Keterlibatan Guessoum dalam dunia akademik juga
dibuktikan dengan banyak karyanya yang dimuat dalam berbagai
jurnal ilmiah internasional. Hal yang menarik yaitu ia tidak
hanya menulis dan mengembangkan spesialisasi keilmuannya tapi
juga memiliki perhatian dan menulis terkait dengan relasi sains
dan agama dalam perspektif filosofis. Perhatian dan
ketertarikannya terhadap sains di dunia Islam tentu saja tidak
terlepas dari dinamika intelektual dan fondasi epistemologi
sebagai pandangan dunia (world view) yang ia miliki.
Dari berbagai dinamika intelektual Guessoum, ia pantas
dijadikan sebagai salah satu referensi tentang perdebatan relasi
sains dan agama dalam Islam karena keterlibatannya tidak hanya
secara teoretis tapi juga praktis.
Guessoum seperti yang ia jelaskan sendiri tumbuh dan
berkembang di tengah lingkungan sosio kultural yang sangat ketat
dalam menjalankan ajaran Islam serta sangat menghargai ilmu.

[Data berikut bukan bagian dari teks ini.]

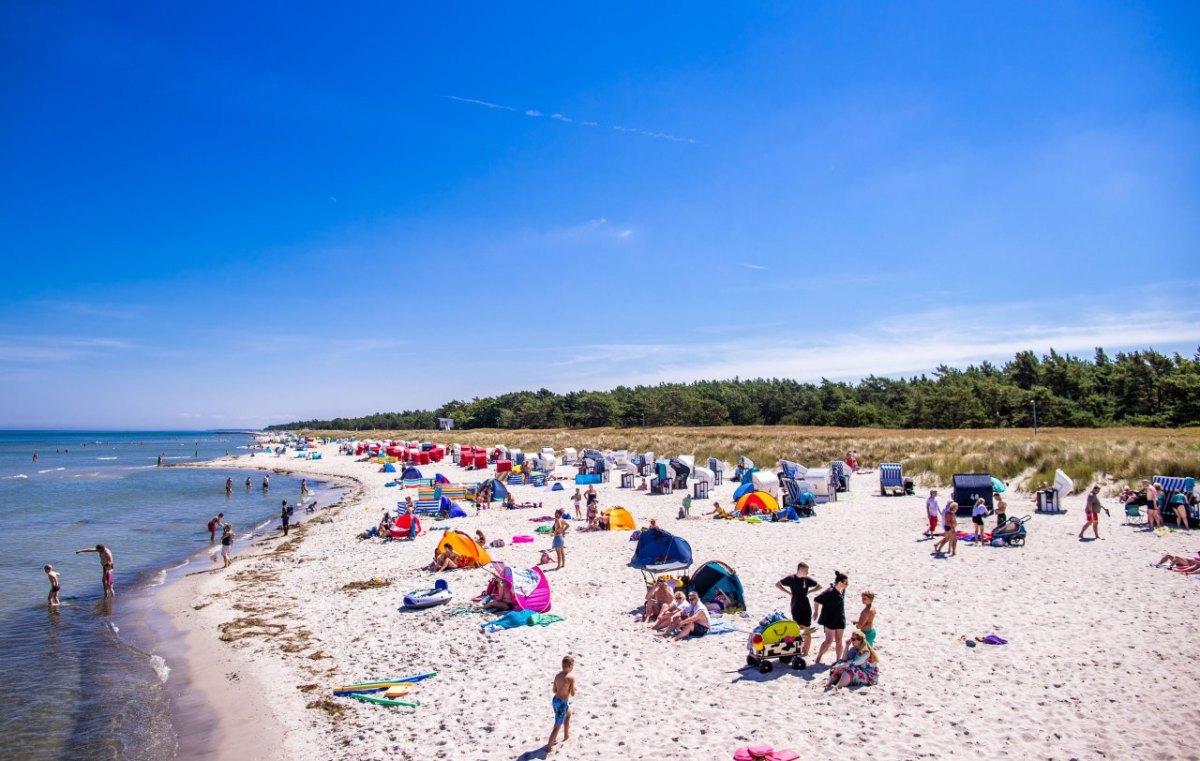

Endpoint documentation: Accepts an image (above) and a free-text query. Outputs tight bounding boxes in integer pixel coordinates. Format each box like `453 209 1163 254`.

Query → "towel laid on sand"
480 611 563 634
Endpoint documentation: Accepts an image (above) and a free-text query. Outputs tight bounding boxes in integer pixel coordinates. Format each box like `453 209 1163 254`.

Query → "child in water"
42 565 59 607
546 655 575 755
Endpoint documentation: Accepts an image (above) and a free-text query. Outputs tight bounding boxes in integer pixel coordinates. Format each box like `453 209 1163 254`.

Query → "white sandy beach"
161 442 1200 760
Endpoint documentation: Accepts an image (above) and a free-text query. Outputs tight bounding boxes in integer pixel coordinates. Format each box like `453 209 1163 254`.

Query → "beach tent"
391 514 421 539
737 491 779 515
604 508 637 531
629 528 691 571
485 561 550 613
438 531 492 568
688 561 746 613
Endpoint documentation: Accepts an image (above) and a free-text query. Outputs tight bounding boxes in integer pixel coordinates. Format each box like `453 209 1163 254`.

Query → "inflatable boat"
404 579 454 607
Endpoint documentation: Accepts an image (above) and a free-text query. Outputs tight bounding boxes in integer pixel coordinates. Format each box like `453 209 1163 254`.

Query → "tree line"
268 348 1200 431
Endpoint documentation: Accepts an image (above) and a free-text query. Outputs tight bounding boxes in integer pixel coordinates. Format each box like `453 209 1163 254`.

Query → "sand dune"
163 447 1200 760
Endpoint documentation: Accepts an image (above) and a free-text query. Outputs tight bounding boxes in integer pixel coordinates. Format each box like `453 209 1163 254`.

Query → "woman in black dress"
812 571 850 663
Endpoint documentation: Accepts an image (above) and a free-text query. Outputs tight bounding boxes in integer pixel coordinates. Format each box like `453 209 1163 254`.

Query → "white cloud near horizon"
443 95 696 143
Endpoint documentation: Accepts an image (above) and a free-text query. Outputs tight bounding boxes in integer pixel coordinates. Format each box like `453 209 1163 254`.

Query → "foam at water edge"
150 655 170 682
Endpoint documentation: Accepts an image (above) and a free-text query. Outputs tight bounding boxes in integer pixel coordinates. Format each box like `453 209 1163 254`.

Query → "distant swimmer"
42 565 59 607
76 544 116 598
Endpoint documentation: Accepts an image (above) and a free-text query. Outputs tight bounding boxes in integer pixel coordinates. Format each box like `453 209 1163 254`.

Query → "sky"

Guessoum sejak kecil sudah terbiasa dengan suasana kehidupan
dan lingkungan intelektual. Ayahnya yaitu seorang penghapal al-
Qur’an (hafiz al-Quran) yang mendapatkan gelar doktor dalam
filsafat dari Cairo University dan Sorbone University. Ayahnya
kemudian menjadi dekan fakultas studi agama di University of
Algiers. Ibunya yaitu master di bidang literatur Arab. Fasilitas
perpusatakaan di rumah yang dilengkapi berbagai literatur baik
sains, agama, maupun filsafat menjadikan Guessoum dan saudarasaudaranya memiliki kepekaan pengembangan ilmu yang tinggi.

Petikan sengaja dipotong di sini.